It looks like the model I have is no longer available but I have a 1x4 powered splitter from Monoprice that definitely keeps the DVR happy and the component outputs alive. It is similar to this 1x8: http://www.monoprice.com/Product?p_id=8205


----------



## nowandthen (Nov 19, 2005)

I am almost at the end of my rope with TV pricing. $118 per month (Directv) and I don't have any premium channels. This DRM adds insult to injury. I was running the monoprice component to composite converter and distributing it to other TVs in my house. The qualtiy at the other TVs was not great but was watchable. Now this!
I need a solution that works or I'm cutting the cable. The geniuses requiring DRM are not making any friends. Only driving people away.

So if anyone has success with distributing SD or HD from a Directv reciever, post 7-9-2015, please post your equipement.

WTF is hollywood thinking?


----------



## drill (Jun 28, 2006)

i have used several different monoprice hdmi splitters and switches. they have all worked well. a few years ago i had a couple of monoprice 1->2 splitters that died after about 9 months of usage. monoprice replaced them under warranty. i haven't had any other issues with monoprice hdmi splitters/switches.

i currently have 2 HR24's. 1 HR24 drives a Monoprice 1->2 splitter that drives a TV and then a long run of hdmi over cat6 extender. the output of the extender goes to a monoprice 1->4 splitter that drives 2 different TVs and a wireless HDMI switch/transmitter. the other HR24 is connected to a Monoprice 1->2 splitter that drives a TV and the other input of the wireless HDMI switch/transmitter.


----------



## GAM (Jun 3, 2007)

I just installed this device yesterday and it lets me use my Slingbox with component cables while the TV is connected via HDMI. It removed the HDCP warning so I could use the Slingbox while the TV is off.

http://www.amazon.com/ViewHD-Powered-Splitter-1080P-VHD-1X2MN3D/dp/B004F9LVXC/ref=sr_1_1?ie=UTF8&qid=1436807099&sr=8-1&keywords=ViewHD+2+Port+1x2+Powered+HDMI+Mini+Splitter+for+1080P+%26+3D+%7C+VHD-1X2MN3D


----------



## rwmair (Nov 16, 2006)

GAM said:


> I just installed this device yesterday and it lets me use my Slingbox with component cables while the TV is connected via HDMI. It removed the HDCP warning so I could use the Slingbox while the TV is off.
> 
> http://www.amazon.com/ViewHD-Powered-Splitter-1080P-VHD-1X2MN3D/dp/B004F9LVXC/ref=sr_1_1?ie=UTF8&qid=1436807099&sr=8-1&keywords=ViewHD+2+Port+1x2+Powered+HDMI+Mini+Splitter+for+1080P+%26+3D+%7C+VHD-1X2MN3D


So you just use the HDMI splitter as a pass-thru, with one input from the DVR and one output going to your TV, second HDMI output is unused?


----------



## GAM (Jun 3, 2007)

rwmair said:


> So you just use the HDMI splitter as a pass-thru, with one input from the DVR and one output going to your TV, second HDMI output is unused?


Yes, that is exactly how I am using it and it has been working with no issues.


----------



## Eva (Nov 8, 2013)

nowandthen said:


> I am almost at the end of my rope with TV pricing. $118 per month (Directv) and I don't have any premium channels.
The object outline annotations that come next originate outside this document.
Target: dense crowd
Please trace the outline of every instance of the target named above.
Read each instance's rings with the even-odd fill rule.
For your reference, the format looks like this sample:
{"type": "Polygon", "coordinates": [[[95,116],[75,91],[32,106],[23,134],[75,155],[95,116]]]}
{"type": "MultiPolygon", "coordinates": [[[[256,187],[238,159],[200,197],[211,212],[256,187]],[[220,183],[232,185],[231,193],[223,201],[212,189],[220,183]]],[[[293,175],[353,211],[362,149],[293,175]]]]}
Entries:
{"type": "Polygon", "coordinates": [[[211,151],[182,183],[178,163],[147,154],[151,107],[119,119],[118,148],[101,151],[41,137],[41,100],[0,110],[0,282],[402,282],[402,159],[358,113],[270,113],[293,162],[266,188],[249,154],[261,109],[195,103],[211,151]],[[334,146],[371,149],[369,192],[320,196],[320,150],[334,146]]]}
This DRM adds insult to injury. I was running the monoprice component to composite converter and distributing it to other TVs in my house. The qualtiy at the other TVs was not great but was watchable. Now this!
> I need a solution that works or I'm cutting the cable. The geniuses requiring DRM are not making any friends. Only driving people away.
> 
> So if anyone has success with distributing SD or HD from a Directv reciever, post 7-9-2015, please post your equipement.
> ...


My neighbour who has cable gotten a notice in her bill saying that they will be "improving security" and how some things are connected may no longer function. Looks like Hollywood is getting tougher.


----------



## HoTat2 (Nov 16, 2005)

rwmair said:


> So you just use the HDMI splitter as a pass-thru, with one input from the DVR and one output going to your TV, second HDMI output is unused?





GAM said:


> Yes, that is exactly how I am using it and it has been working with no issues.


Just be advised that these inexpensive so titled "HDCP compliant" compliant splitters may be using unauthorized HDCP keys. So while they may work for now the keys could be revoked in the near future causing the splitter to fail the HDCP authentication process and once again back in the same boat with blacked out A/V and the dreaded content protection notice will reappear.


----------



## slice1900 (Feb 14, 2013)

Eva said:


> My neighbour who has cable gotten a notice in her bill saying that they will be "improving security" and how some things are connected may no longer function. Looks like Hollywood is getting tougher.


For cable that could either mean they are making HDCP changes similar to what Directv has done, or mean encrypting all their QAM channels - so plugging the cable into a TV without a cable box to view SD channels will no longer work.

But yes, both are symptoms of Hollywood's paranoia. Of course Hollywood thought VCRs were going to destroy them and tried to have them made illegal in the early 80s, shows what they know!


----------



## Blackloz (Aug 23, 2011)

What we need is a few big power players in the business to tell the studios no. If they want their channels/shows/movies distributed then they do it our way. No HDCP at all.


----------



## slice1900 (Feb 14, 2013)

Blackloz said:


> What we need is a few big power players in the business to tell the studios no. If they want their channels/shows/movies distributed then they do it our way. No HDCP at all.


Studios ARE the big power players. It is far too late, if you wanted to fight this battle you should have fought it during the 90s when HDCP was created.


----------



## inkahauts (Nov 13, 2006)

You'd have never won that fight. Never.


----------



## ssandhoops (Dec 2, 2007)

So what exactly did D start on July 9? I have a Slingbox like unit connected via component cables and I used to only get the dreaded "content not supported" message on HBO when the TV was powered off. Now I get it on every channel. So D enabled HDCP on every channel?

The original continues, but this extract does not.